Thursday, January 13, 2011

Juniper Networks Field Guide and Reference



Juniper Networks Field Guide and Reference
| 2002-10-11 00:00:00 | | 0 | Networks


Guide condenses thousands of pages of manuals, tech notes, and engineering resources into a single book. Provides information hand-picked and edited by the person responsible for documenting all Juniper technologies. Softcover.

User review
Out of Date But Still Largely Relevant and Useful
Juniper has a chunk of what once was Cisco's core routing business, but it has a very small fraction of published pages in this area. This book is from 2002 and is still one of only a handful of books available on the M and T Series in the service provider space. It also refers to a lot of obsolete products (M5, M10, M40 and the infamous M160). Even with that, and the fact that it's kind of a `meta documentation` book rather than a case study guide or design reference as Cisco might put out, this is still a pretty useful book.


JUNOS and its many advantages over IOS (way more stable and secure, typically higher performing, commit/rollback capabilities, far better high availability features) are not that different than what they were three years ago, and this book explains them quite well. The architecture of Juniper routers is also the same, both in terms of the separate routing and packet forwarding engines, and the midplane design of the hardware with port interface cards (PICs) and flexible PIC concentrators (FPC).


In a sense, it's more likely that a single Juniper book can cover a variety of platforms over the course of several years than it would be for Cisco. The upgrade procedures for Juniper are far simpler, and there is only a single code train for all platforms, whereas figuring out how to pick the right version of IOS can be quite a chore.


Still, there are a lot of Juniper enhancements that are not covered here and that really should be available in something more than the online docs. For instance, VPLS completely antedates this book, and Juniper's MPLS support includes some a very nice enhancement to RSVP (e.g., the point to multipoint LSP) which outdoes anything Cisco has for transmitting broadcast video across backbone networks. Also, the E Series for broadband aggregation and service routing is not mentioned at all. Finally, the products that came from the NetScreen acquisition offer some unique power and flexibility in terms of being able to set up managed services; this should be covered in a follow-on volume as well.

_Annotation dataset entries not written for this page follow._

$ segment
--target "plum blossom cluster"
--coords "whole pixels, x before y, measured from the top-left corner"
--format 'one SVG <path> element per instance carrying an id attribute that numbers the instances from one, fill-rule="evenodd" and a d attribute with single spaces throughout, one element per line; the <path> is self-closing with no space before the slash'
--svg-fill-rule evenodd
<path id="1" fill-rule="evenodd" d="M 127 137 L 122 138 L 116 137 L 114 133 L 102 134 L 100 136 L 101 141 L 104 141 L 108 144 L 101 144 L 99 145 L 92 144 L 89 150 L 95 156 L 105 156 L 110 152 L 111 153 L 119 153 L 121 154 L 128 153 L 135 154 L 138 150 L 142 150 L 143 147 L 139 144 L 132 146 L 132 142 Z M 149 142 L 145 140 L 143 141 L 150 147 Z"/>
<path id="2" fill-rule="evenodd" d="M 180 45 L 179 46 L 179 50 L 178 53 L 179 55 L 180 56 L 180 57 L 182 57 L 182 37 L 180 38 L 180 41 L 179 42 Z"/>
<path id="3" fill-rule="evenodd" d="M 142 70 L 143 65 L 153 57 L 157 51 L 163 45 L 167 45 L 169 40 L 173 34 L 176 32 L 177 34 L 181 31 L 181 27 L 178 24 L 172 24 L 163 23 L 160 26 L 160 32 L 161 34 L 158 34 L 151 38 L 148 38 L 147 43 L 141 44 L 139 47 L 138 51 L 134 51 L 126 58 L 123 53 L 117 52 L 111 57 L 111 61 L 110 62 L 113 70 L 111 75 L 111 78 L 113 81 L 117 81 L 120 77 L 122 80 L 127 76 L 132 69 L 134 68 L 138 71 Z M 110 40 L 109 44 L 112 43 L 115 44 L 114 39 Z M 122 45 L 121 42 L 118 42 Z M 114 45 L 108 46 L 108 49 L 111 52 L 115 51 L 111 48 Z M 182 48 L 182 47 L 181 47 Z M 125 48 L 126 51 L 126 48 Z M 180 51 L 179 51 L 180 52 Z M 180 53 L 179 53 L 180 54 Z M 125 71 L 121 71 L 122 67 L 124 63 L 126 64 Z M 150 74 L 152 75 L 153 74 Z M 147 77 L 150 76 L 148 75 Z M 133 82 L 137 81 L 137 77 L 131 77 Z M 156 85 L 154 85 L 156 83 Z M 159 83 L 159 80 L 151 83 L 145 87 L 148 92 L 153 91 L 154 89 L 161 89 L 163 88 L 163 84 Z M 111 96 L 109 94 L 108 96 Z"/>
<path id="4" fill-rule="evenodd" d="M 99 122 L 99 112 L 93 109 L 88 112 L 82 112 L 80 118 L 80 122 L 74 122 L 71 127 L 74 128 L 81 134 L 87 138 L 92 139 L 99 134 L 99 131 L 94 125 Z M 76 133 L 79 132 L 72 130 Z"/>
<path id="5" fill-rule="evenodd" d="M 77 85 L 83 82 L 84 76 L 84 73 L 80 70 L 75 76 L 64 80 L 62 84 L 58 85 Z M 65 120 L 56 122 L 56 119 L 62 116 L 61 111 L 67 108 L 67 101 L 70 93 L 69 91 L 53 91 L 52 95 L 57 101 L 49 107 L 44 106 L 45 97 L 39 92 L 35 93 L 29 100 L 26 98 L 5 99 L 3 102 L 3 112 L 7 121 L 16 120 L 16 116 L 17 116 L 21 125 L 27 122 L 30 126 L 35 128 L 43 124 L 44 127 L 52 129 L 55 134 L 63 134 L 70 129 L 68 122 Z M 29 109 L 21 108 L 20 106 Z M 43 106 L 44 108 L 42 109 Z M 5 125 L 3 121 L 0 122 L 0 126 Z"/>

But the good news is that (due to Juniper's consistency) the current material is valid and will be helpful for current M and T series routers. Although the configuration snippets throughout the book are mostly documentation syntax (instead of real examples), there is an extensive configurations chapter for ATM, BGP, ISIS, and Layer 3 MPLS VPNs. So I'd give the book three stars, though when it came out it would have been four. Still, it's time for someone to start publishing some service provider oriented books that explain how to configure revenue-generating services for network operators that have been hung out to dry by Cisco's `Love the Internet whether it makes you profitable or not` philosophy.

User review
Excellent precis of Juniper's documentation
This book serves as an excellent precis of the full JUNOS and Juniper hardware documentation set. Written by senior staff in Juniper's own technical publications team, it is sufficiently small for a field engineer to have on hand when working in the field and sufficiently detailed that a user can configure most features without referring to any other documentation.

For those looking for in depth reviews of how the protocols work, this isn't the book you want (there are numerous books providing the gory details of all the protocol behaviour). If you just want to know how to build, operate and troubleshoot a Juniper network, this is the book you need.